Enhancing Sketch Animation: Text-to-Video Diffusion Models with Temporal Consistency and Rigidity Constraints

Imagine you have a simple, hand-drawn sketch of a horse on a piece of paper. Now, imagine you want that horse to gallop, but you don't want to spend hours drawing every single frame of the movement like a traditional animator. You just want to type "A galloping horse" into a computer, and poof—the sketch comes to life.

That is the goal of this paper, but the researchers found that previous attempts at doing this were a bit like trying to make a clay puppet dance: the movements were jerky, the horse's legs would stretch like rubber bands, or the whole shape would melt into a blob.
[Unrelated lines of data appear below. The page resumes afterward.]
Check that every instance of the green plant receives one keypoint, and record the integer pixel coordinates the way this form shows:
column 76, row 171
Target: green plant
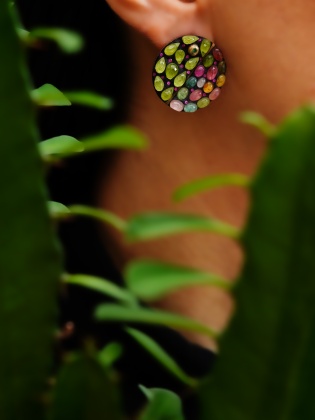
column 266, row 364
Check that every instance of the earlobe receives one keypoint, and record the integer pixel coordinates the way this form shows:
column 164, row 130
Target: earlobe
column 161, row 20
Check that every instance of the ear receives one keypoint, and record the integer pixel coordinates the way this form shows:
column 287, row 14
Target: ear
column 163, row 20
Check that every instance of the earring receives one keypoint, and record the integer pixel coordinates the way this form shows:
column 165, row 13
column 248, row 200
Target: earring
column 189, row 73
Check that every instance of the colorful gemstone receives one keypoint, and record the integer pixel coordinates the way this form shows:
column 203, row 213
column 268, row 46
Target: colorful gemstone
column 170, row 49
column 190, row 39
column 191, row 82
column 208, row 87
column 193, row 50
column 177, row 105
column 205, row 46
column 217, row 54
column 179, row 55
column 201, row 82
column 160, row 65
column 191, row 63
column 158, row 84
column 167, row 94
column 203, row 102
column 182, row 93
column 196, row 95
column 199, row 71
column 221, row 80
column 222, row 67
column 208, row 60
column 180, row 79
column 212, row 72
column 171, row 71
column 214, row 94
column 190, row 107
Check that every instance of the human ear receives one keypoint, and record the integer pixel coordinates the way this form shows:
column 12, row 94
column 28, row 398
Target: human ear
column 162, row 20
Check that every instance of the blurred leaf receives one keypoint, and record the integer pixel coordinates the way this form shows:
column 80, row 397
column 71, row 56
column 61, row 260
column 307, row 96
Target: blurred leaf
column 49, row 95
column 149, row 226
column 84, row 392
column 120, row 137
column 59, row 145
column 151, row 280
column 258, row 121
column 111, row 312
column 30, row 263
column 210, row 183
column 101, row 285
column 110, row 354
column 163, row 405
column 266, row 368
column 56, row 209
column 68, row 41
column 98, row 214
column 160, row 354
column 90, row 99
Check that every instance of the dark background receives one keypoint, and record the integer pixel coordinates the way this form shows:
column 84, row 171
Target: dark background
column 101, row 67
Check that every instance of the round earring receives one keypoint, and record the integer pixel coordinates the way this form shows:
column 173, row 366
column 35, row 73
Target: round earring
column 189, row 73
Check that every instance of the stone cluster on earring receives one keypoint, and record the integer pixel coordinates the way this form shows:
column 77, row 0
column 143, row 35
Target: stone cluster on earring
column 189, row 73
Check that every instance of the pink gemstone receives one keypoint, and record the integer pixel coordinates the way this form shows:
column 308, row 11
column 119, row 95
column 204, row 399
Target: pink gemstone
column 214, row 94
column 196, row 95
column 199, row 71
column 217, row 54
column 177, row 105
column 212, row 72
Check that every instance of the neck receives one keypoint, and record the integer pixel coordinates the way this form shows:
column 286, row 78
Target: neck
column 185, row 147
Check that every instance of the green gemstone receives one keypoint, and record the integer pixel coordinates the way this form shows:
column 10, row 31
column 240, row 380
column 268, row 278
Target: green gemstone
column 179, row 55
column 203, row 102
column 170, row 49
column 167, row 94
column 205, row 46
column 158, row 84
column 182, row 93
column 208, row 60
column 171, row 71
column 191, row 63
column 180, row 79
column 189, row 39
column 160, row 65
column 190, row 107
column 222, row 67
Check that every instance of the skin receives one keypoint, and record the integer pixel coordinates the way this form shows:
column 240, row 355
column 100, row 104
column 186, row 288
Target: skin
column 268, row 47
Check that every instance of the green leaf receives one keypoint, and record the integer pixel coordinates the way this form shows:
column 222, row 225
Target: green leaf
column 101, row 285
column 49, row 95
column 258, row 121
column 150, row 226
column 111, row 312
column 68, row 41
column 84, row 392
column 163, row 405
column 57, row 146
column 210, row 183
column 120, row 137
column 56, row 210
column 151, row 280
column 160, row 354
column 98, row 214
column 30, row 263
column 90, row 99
column 110, row 354
column 267, row 365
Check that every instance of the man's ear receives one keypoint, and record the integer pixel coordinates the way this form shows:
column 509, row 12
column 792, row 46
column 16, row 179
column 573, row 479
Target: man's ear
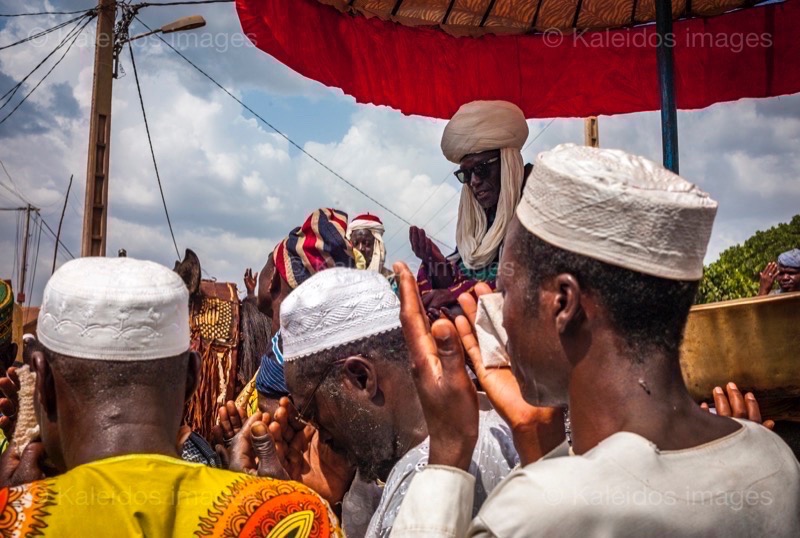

Here is how the authors fixed it, explained through simple analogies:

The Problem: The "Melting Puppet"

Previous AI methods tried to animate sketches by guessing how the lines should move. But they had two big issues:

The "Jittery" Effect: The animation would look like a strobe light, where the horse's legs would jump from one spot to another without a smooth path.
The "Rubber Band" Effect: As the horse moved, its body would stretch, squash, and twist until it looked nothing like the original drawing. The topology (the way the lines connect) would break.

The Solution: A Smart Puppeteer with Rules

The authors built a new system that acts like a very strict, highly skilled puppeteer. They didn't just let the AI guess; they gave it two specific "rules of the road" to follow.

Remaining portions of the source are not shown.